Le trombofilie sono caratterizzate da una predisposizione genetica alla trombosi e possono essere congenite o acquisite.
Tra le prime ricordiamo la mutazione del fattore V (Leiden), una proteina prodotta dal fegato che ha una azione pro-coagulante, che, se mutata, diviene inattaccabile dalla proteina C anticoagulante, con conseguente innalzamento della capacità coagulativa. La mutazione di Leiden è una mutazione puntiforme in cui nel DNA del cromosoma 1 la glutammina prende il posto dell’arginina. Questi soggetti possono ereditare la condizione da un solo genitore (eterozigoti) o da entrambi (omozigote) e trasmettono la mutazione in un caso su due.
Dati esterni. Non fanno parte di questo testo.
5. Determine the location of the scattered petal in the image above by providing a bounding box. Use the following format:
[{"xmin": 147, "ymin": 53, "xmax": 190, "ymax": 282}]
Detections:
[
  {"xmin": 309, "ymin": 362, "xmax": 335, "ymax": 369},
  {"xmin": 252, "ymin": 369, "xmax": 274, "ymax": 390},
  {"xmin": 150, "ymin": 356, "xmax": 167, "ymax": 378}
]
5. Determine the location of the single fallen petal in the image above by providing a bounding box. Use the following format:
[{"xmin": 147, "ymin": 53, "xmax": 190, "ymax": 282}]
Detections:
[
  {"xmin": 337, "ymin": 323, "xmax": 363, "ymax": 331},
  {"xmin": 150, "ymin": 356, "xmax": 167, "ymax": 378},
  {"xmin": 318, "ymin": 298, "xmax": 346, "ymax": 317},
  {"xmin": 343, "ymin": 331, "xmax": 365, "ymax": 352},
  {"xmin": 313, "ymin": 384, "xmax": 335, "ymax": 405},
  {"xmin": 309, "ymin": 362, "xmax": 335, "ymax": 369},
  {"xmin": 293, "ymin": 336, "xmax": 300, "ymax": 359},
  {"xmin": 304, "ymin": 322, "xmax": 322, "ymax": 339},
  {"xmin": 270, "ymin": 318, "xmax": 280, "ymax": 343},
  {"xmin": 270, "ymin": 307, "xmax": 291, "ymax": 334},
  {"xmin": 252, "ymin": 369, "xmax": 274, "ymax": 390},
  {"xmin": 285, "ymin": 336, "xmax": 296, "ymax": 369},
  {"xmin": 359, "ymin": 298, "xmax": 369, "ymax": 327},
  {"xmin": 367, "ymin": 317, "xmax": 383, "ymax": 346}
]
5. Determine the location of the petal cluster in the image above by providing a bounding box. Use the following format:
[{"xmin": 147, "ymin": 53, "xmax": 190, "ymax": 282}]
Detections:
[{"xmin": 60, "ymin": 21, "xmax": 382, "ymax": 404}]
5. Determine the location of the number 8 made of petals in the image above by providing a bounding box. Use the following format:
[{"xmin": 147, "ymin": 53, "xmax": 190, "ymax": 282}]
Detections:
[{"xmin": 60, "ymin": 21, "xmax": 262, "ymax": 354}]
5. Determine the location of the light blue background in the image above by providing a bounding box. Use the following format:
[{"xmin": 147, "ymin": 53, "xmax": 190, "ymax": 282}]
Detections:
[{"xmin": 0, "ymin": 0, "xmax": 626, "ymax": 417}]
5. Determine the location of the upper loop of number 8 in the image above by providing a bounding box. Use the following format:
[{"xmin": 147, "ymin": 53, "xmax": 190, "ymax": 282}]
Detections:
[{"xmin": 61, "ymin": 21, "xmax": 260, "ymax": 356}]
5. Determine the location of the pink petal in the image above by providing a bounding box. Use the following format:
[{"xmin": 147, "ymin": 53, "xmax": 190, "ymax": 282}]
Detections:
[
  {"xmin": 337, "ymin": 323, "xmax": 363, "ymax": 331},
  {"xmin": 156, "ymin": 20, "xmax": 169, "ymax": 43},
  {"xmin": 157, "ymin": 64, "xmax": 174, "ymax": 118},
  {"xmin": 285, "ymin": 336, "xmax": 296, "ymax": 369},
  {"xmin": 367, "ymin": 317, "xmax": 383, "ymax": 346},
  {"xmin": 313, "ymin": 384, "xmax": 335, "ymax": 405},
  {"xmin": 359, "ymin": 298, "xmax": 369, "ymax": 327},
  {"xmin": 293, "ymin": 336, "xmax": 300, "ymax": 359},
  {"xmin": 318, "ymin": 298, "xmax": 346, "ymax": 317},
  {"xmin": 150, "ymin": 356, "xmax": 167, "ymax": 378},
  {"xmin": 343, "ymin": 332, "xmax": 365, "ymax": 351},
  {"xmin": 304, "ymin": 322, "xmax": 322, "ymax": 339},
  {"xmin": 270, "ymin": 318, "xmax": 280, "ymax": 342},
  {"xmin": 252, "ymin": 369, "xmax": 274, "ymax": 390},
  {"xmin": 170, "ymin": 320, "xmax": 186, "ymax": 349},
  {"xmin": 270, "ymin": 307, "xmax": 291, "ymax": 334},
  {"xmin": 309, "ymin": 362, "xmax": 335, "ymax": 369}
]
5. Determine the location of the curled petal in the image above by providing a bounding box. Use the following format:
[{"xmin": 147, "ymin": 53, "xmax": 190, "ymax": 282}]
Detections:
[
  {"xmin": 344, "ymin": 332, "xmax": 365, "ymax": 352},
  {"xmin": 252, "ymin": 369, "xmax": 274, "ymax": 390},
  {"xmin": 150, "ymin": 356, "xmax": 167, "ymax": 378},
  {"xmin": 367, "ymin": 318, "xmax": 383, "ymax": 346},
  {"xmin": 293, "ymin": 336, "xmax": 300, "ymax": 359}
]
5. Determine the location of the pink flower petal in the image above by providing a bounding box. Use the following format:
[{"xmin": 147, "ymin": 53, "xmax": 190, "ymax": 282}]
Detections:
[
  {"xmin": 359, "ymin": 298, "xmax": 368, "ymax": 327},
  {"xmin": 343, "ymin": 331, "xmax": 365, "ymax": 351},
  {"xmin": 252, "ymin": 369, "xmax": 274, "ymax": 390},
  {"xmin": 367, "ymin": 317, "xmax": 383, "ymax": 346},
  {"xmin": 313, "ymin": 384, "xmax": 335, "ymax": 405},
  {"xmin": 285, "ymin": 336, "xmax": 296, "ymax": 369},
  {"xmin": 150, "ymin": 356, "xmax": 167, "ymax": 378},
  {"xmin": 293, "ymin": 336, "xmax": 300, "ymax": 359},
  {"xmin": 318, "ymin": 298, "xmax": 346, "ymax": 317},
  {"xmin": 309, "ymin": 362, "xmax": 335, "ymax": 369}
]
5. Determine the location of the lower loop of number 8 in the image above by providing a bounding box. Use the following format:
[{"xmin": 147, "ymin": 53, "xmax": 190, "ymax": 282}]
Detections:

Gli omozigoti hanno un rischio trombotico da 50 a 100 volte superiore rispetto ai soggetti normali, contro un aumento di 5 – 10 volte dei soggetti eterozigoti.
Tra le altre mutazioni che alterano il nostro sistema emocoagulativo, ricordiamo quelle della Protrombina (Fattore ll), ma anche il deficit della Proteina C, della Proteina S e dell’Antitrombina III. Tutte si accompagnano ad una spiccata tendenza a formare trombi.
La metil-tetraidrofolato-reduttasi (MTHFR) è un enzima coinvolto nella trasformazione del 5-10 metilentetraidrofolato in 5 metiltetraidrofolato, che serve come fornitore di gruppi metile per la rimetilazione dell’omocisteina a metionina, attraverso un cofattore, la Vit. B12. Una mutazione dell’MTHFR può impedire o limitare tale reazione, con conseguente iperomocisteinemia, omocistinuria, bassi livelli plasmatici di acido folico e complicanze trombo-emboliche. La condizione si trasmette con modalità autosomica recessiva, cioè, per esprimersi necessita della presenza di entrambi gli alleli del gene mutati (condizione omozigote). In questi casi il deficit dell’enzima può arrivare al 70%. Quando la mutazione è presente su un solo allelo, il soggetto non manifesta la malattia ed è considerato un portatore sano (condizione eterozigote). Le mutazioni del MTHFR attualmente note sono alcune decine, ma quelle più comuni sono rappresentate dalle mutazioni C677T e A1298C. Nella prima, è presente una sostituzione della citosina in timina in posizione 677, con conseguente alterazione della sequenza aminoacidica dell’enzima. Gli omozigoti mutati presentano un rischio trombo-embolico elevato e nelle gestanti il deficit di acido folico costituisce un fattore predisponente i difetti del tubo neurale. La variante A1298C vede la sostituzione di un’adenina con una citosina in posizione 1298. Quest’ultima condizione è legata a dolore cronico, fibromialgia, colon irritabile ed instabilità emotiva.
Tra le trombofilie acquisite ricordiamo la sindrome da anticorpi antifosfolipidi (APS), una condizione, anch’essa predisponente la formazione di trombi, sia arteriosi che venosi, in tutti i distretti dell’organismo. Quando è interessato il distretto placentare, la APS causa l’aborto. La sindrome è caratterizzata dalla produzione di auto-anticorpi che agiscono contro alcuni tipi di proteine e fosfolipidi, che risultano alterate nella loro funzionalità. Inoltre, può associarsi a diverse condizioni morbose che vanno, nel 50% dei casi, dal Lupus Eritematoso Sistemico (LES), all’artrite reumatoide, a tumori maligni, infezioni virali, alla S. di Behcet. Nella sindrome da anticorpi antifosfolipidi sono presenti tre tipi di anticorpi: LAC o Lupus Anticoagulant, gli anticorpi anticardiolipina e quelli anti beta-2-glicoproteina. Quando il titolo anticorpale ematico è elevato, anche il rischio trombo-embolico lo è. In gravidanza, la conseguenza più frequente è l’aborto, che diventa, perciò, ricorrente nei casi di mancata diagnosi. Altre condizioni frequenti sono rappresentate dal parto pre-termine, dall’eclampsia, dal ritardo di crescita intrauterina del feto (da insufficienza placentare) o IUGR.